Telephone: +32-16-346930 Fax: +32-16-346931
Received: September 3, 2015
Peer-review started: September 18, 2015
First decision: October 30, 2015
Revised: December 8, 2015
Accepted: January 21, 2016
Article in press: January 22, 2016
Published online: May 10, 2016

AIM: To review of the efficacy and safety outcomes of different single incision slings (SIS) systems, also in comparison with traditional slings.

METHODS: A literature search was conducted in PubMed/MEDLINE database. The research was restricted to randomized and/or prospective trials and retrospective studies, published after 2006, with at least 20 patients with non-neurogenic stress urinary incontinence (SUI). The studies had to assess efficacy and/or safety of the SIS with a minimum follow-up of 12 mo. All the paper assessing the performance of tension free vaginal tape secur were excluded from this review. The final selection included 19 papers fulfilling the aforementioned criteria. Two authors independently reviewed the selected papers.

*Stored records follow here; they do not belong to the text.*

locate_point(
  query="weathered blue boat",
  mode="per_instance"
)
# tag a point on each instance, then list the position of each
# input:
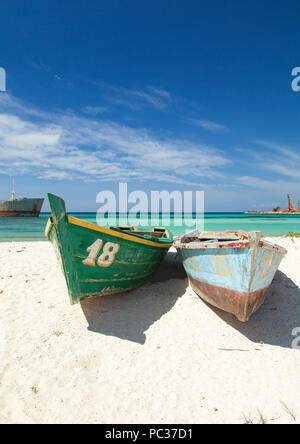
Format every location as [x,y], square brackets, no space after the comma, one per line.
[231,270]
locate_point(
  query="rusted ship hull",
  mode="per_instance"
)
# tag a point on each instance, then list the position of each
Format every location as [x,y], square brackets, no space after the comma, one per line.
[232,271]
[21,207]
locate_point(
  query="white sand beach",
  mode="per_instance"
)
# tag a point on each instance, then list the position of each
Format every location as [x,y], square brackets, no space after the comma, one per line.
[158,354]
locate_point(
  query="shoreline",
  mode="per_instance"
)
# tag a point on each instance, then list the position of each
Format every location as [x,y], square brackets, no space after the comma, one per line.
[157,354]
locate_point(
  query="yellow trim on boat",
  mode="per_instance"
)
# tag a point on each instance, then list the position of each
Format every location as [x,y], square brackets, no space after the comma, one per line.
[48,226]
[85,224]
[165,231]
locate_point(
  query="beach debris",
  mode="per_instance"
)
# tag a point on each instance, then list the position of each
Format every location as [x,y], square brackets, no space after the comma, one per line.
[288,410]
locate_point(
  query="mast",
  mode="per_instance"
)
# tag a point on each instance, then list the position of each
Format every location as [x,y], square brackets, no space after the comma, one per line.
[12,197]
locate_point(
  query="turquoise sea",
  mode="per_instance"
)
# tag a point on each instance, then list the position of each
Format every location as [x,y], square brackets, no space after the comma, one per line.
[32,228]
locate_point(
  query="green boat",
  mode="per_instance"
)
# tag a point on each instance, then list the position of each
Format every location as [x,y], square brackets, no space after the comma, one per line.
[98,261]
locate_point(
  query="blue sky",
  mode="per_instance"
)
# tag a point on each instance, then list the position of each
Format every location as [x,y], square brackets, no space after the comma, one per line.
[164,95]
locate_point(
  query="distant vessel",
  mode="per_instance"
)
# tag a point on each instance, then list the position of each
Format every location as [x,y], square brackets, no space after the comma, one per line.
[277,210]
[20,207]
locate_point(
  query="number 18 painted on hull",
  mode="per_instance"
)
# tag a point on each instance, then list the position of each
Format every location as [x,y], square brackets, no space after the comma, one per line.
[106,258]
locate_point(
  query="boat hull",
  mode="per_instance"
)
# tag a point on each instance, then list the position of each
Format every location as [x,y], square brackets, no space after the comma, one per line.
[98,261]
[235,279]
[241,304]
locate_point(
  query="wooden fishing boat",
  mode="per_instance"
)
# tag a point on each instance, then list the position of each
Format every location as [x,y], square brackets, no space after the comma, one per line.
[231,270]
[100,261]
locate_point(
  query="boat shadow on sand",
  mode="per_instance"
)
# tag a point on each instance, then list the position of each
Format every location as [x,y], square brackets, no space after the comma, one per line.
[275,320]
[130,314]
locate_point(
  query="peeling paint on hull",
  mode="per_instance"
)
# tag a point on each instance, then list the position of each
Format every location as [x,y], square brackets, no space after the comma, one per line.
[241,304]
[98,261]
[230,270]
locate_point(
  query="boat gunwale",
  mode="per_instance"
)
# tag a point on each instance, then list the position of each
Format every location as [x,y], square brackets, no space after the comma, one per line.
[84,224]
[238,243]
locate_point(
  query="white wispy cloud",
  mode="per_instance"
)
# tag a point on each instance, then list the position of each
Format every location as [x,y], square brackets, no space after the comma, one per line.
[208,125]
[63,145]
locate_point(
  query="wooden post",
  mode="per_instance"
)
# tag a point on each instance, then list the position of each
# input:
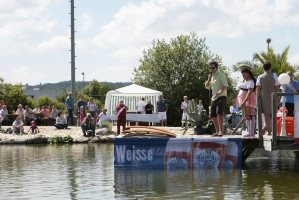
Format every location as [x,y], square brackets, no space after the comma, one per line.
[274,127]
[259,117]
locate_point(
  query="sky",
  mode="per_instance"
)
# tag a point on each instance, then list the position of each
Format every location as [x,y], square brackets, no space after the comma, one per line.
[110,35]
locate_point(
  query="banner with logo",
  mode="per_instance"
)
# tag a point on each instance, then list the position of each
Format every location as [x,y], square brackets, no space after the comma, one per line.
[178,153]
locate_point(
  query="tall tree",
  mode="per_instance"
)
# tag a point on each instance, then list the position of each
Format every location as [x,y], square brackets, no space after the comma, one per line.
[279,62]
[178,68]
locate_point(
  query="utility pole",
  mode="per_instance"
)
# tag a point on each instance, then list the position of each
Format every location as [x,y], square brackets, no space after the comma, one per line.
[73,77]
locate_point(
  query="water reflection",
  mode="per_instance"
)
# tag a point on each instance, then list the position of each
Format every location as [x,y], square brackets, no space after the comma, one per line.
[212,183]
[85,171]
[56,171]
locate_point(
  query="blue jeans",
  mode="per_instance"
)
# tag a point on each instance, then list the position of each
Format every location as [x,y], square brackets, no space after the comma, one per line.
[234,120]
[70,116]
[85,128]
[61,126]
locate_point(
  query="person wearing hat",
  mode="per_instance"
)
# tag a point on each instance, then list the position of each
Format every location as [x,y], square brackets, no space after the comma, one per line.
[69,103]
[61,122]
[33,128]
[88,124]
[81,115]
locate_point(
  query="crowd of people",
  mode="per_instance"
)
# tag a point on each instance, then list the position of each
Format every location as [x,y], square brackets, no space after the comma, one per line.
[250,89]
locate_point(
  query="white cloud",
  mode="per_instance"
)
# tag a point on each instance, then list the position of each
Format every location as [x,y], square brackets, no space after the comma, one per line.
[294,59]
[87,22]
[54,44]
[19,17]
[163,18]
[24,74]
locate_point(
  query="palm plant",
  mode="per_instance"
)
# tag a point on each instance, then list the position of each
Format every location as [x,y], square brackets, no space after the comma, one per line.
[279,62]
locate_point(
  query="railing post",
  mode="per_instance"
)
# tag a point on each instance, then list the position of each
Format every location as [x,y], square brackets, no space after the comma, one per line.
[274,127]
[260,121]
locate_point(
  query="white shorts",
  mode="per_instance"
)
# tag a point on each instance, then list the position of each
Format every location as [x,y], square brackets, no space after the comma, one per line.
[184,117]
[162,115]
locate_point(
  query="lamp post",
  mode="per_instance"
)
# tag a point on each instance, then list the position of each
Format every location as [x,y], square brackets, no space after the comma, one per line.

RESULTS: Four different SIS systems were analysed: Ajust®, Ophira®, Altis® and MiniArc®. The average objective cure rate was 88%. Overall no statistically significant differences were found between SIS and traditional mid-urethral slings (MUS) in terms of objective cure (all P > 0.005). Only one paper showed a statistically lower success rate in MiniArc®vs Advantage® slings (40% vs 90%) and higher rates of failure in the SIS group. Since there was a great variability in terms of tests performed, it was not possible to compare subjective cure between studies. The vast part of the studies showed no major complications after SIS surgery. We also observed very low reported pain rates in SIS patients. The RCTs on Ajust® and MiniArc®, showed better outcomes in terms of post-operative pain compared to MUS. None of the patients reported long- term pain complains.

CONCLUSION: SIS showed similar efficacy to that of traditional slings but lower short-term pain, complication and failure rates.

Keywords: Female urological diseases, Urinary stress incontinence, Pelvic floor disorders, Minimally invasive surgery, Mid-urethral slings

Core tip: This review shows an average objective cure rate of 88% in minisling patients and underlines their comparable efficacy with traditional slings. Short term pain, complication and failure rates are lower in the minisling group.